Rosa was already up and arranging her hair when Bree peered sleepily round her door at half past six the next morning. ‘Goodness, you look half-awake,’ she exclaimed, putting down her brush. ‘Poor love, couldn’t you sleep?’

‘No, but not for the reasons you might expect.’ Bree shut the door and came to perch on the end of Rosa’s bed. ‘Piers and I were at Max’s house at half past three this morning.’

‘What!’ Rosa gasped, then shot a hasty look at the closed door. ‘Is it about Drusilla?’ she whispered.

‘Yes, only she isn’t. Rosa, it is all going to be all right.’

Bree’s revelations, and the arrival of the gentlemen at the kitchen door, provoked a flurry of activity in the household, for it proved impossible not to tell the staff at least something.

‘Well, I never did!’ Cook exclaimed, banging sugar snips down with some feeling. ‘A confidence trickster in our house, and I was going to make her a nice kedgeree.’

‘I think we’d all appreciate it anyway,’ Bree said soothingly, although her stomach revolted at the mere thought of anything more than plain bread and butter.

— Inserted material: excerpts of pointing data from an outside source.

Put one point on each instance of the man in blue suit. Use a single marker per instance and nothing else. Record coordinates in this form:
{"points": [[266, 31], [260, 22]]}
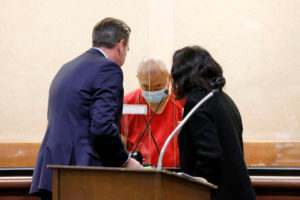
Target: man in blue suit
{"points": [[85, 109]]}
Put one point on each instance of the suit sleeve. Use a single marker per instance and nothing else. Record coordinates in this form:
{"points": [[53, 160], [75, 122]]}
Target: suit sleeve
{"points": [[107, 92], [206, 145]]}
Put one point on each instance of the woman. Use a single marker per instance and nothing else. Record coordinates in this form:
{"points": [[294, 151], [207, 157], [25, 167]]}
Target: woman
{"points": [[210, 143]]}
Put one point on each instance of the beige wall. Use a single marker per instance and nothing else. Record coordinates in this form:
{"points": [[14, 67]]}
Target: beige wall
{"points": [[257, 43]]}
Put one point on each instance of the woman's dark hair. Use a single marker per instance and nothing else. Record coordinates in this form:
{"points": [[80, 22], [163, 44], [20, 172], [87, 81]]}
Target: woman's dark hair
{"points": [[193, 67], [109, 31]]}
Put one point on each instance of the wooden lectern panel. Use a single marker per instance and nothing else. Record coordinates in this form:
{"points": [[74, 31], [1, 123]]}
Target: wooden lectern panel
{"points": [[91, 183]]}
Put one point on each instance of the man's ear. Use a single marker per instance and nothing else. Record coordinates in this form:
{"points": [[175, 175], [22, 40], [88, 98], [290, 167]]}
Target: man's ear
{"points": [[121, 46]]}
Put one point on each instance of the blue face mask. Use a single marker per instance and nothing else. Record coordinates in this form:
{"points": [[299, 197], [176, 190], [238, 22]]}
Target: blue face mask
{"points": [[154, 97]]}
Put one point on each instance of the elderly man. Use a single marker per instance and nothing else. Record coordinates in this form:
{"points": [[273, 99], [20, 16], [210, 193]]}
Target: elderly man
{"points": [[154, 79]]}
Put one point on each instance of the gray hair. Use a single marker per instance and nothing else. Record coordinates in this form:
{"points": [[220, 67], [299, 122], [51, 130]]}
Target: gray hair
{"points": [[152, 64]]}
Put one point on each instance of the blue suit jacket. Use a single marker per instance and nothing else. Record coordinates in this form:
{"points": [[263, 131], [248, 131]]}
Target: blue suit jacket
{"points": [[84, 115]]}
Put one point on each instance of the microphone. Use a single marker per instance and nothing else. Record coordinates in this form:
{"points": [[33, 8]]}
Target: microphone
{"points": [[216, 83], [147, 126]]}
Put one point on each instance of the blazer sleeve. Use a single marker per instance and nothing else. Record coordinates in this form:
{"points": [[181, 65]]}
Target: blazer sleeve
{"points": [[107, 92], [206, 145]]}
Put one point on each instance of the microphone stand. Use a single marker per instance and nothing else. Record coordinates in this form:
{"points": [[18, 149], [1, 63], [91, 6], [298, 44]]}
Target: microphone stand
{"points": [[161, 155]]}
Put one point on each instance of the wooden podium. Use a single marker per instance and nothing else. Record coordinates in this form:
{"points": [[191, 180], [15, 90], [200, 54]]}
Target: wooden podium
{"points": [[91, 183]]}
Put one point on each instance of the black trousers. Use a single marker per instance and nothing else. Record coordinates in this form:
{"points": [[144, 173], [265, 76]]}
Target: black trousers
{"points": [[45, 195]]}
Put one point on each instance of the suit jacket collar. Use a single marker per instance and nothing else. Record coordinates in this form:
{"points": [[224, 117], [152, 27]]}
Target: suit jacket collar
{"points": [[95, 51]]}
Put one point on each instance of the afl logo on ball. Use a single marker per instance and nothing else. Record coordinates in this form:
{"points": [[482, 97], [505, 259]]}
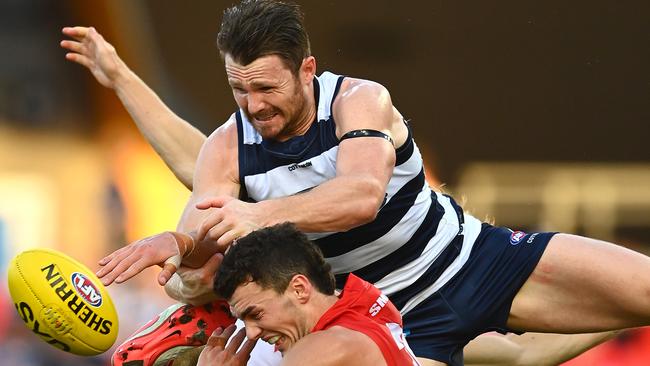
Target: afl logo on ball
{"points": [[516, 237], [86, 289]]}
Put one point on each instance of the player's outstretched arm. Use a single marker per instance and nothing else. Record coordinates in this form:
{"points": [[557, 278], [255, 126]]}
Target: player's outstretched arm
{"points": [[174, 139], [530, 349]]}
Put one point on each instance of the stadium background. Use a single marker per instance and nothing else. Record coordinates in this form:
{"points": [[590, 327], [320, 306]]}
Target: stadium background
{"points": [[537, 113]]}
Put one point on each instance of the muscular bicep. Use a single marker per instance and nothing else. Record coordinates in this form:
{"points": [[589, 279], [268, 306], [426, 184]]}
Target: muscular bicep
{"points": [[365, 105]]}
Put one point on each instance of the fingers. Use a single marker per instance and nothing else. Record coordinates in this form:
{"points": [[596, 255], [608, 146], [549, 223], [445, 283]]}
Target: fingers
{"points": [[73, 46], [213, 263], [120, 266], [220, 337], [77, 33], [169, 268]]}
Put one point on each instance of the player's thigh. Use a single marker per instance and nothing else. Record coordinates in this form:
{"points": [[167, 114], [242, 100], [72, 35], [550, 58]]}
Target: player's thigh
{"points": [[584, 285], [428, 362]]}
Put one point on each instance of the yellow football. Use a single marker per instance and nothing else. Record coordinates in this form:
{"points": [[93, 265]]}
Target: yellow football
{"points": [[62, 301]]}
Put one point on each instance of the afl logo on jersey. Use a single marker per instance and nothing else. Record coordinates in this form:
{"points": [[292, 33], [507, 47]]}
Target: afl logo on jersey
{"points": [[516, 237], [86, 289]]}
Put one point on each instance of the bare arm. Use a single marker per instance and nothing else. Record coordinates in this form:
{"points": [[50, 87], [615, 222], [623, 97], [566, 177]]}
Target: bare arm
{"points": [[530, 349], [174, 248], [174, 139]]}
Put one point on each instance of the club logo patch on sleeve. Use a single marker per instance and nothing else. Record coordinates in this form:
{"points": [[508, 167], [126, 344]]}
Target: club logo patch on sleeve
{"points": [[516, 237]]}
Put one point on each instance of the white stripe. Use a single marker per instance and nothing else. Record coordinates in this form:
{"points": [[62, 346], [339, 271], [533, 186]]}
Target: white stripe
{"points": [[388, 243], [409, 273], [402, 174], [283, 182], [471, 231]]}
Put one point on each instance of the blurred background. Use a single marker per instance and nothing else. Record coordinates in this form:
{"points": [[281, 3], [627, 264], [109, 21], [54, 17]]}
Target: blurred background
{"points": [[536, 113]]}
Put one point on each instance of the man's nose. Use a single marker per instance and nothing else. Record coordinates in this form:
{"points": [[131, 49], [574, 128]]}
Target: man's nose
{"points": [[255, 103], [252, 330]]}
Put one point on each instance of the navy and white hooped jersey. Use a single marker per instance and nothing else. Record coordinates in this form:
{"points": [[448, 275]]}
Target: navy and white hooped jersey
{"points": [[418, 240]]}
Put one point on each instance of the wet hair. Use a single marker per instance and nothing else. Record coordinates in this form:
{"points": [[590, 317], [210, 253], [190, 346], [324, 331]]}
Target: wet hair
{"points": [[257, 28], [271, 257]]}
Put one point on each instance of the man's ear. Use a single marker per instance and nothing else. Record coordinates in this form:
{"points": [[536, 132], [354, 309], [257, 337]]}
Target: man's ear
{"points": [[308, 69], [300, 288]]}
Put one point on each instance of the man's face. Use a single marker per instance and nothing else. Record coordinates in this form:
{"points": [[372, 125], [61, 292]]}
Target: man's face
{"points": [[272, 97], [270, 316]]}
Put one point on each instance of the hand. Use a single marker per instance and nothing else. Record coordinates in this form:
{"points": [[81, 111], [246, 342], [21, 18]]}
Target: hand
{"points": [[194, 286], [161, 249], [91, 50], [216, 353], [231, 219]]}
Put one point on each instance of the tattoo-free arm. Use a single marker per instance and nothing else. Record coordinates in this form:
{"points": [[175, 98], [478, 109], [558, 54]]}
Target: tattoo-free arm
{"points": [[174, 139]]}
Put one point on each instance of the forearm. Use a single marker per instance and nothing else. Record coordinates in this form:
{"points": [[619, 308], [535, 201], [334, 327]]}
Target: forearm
{"points": [[336, 205], [174, 139]]}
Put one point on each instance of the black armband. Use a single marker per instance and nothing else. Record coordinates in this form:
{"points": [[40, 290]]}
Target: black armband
{"points": [[367, 133]]}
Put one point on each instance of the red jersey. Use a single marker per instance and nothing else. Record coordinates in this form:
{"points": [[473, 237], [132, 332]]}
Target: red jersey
{"points": [[363, 308]]}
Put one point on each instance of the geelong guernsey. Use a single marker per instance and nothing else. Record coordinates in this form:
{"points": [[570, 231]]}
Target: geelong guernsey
{"points": [[420, 238]]}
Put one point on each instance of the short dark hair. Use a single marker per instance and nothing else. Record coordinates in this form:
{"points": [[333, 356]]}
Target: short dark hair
{"points": [[271, 257], [257, 28]]}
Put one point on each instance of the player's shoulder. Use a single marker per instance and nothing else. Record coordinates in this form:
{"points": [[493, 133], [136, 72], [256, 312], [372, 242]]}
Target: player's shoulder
{"points": [[224, 137], [335, 346], [352, 88]]}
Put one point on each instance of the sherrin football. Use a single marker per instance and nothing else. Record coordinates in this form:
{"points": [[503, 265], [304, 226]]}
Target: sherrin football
{"points": [[62, 301]]}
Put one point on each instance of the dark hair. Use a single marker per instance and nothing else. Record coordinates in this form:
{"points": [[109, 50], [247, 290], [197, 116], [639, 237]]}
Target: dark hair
{"points": [[257, 28], [271, 257]]}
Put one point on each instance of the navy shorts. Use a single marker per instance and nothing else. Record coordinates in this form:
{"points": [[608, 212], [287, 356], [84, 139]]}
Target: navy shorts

Max and Jack Ryder vanished upstairs, Bree and Piers took themselves off to the breakfast room and Rosa went to roust their houseguest out of her room.

‘She must have been fierce when she was a schoolteacher,’ Piers observed with a grin.

Fanny drifted in, smiled wanly at them and took the remaining seat with its back to the screen which hid the door to the back stairs.

Bree plied her with tea and toast, sang the praises of Cook’s special kedgeree and launched into energetic conversation with Rosa and Piers.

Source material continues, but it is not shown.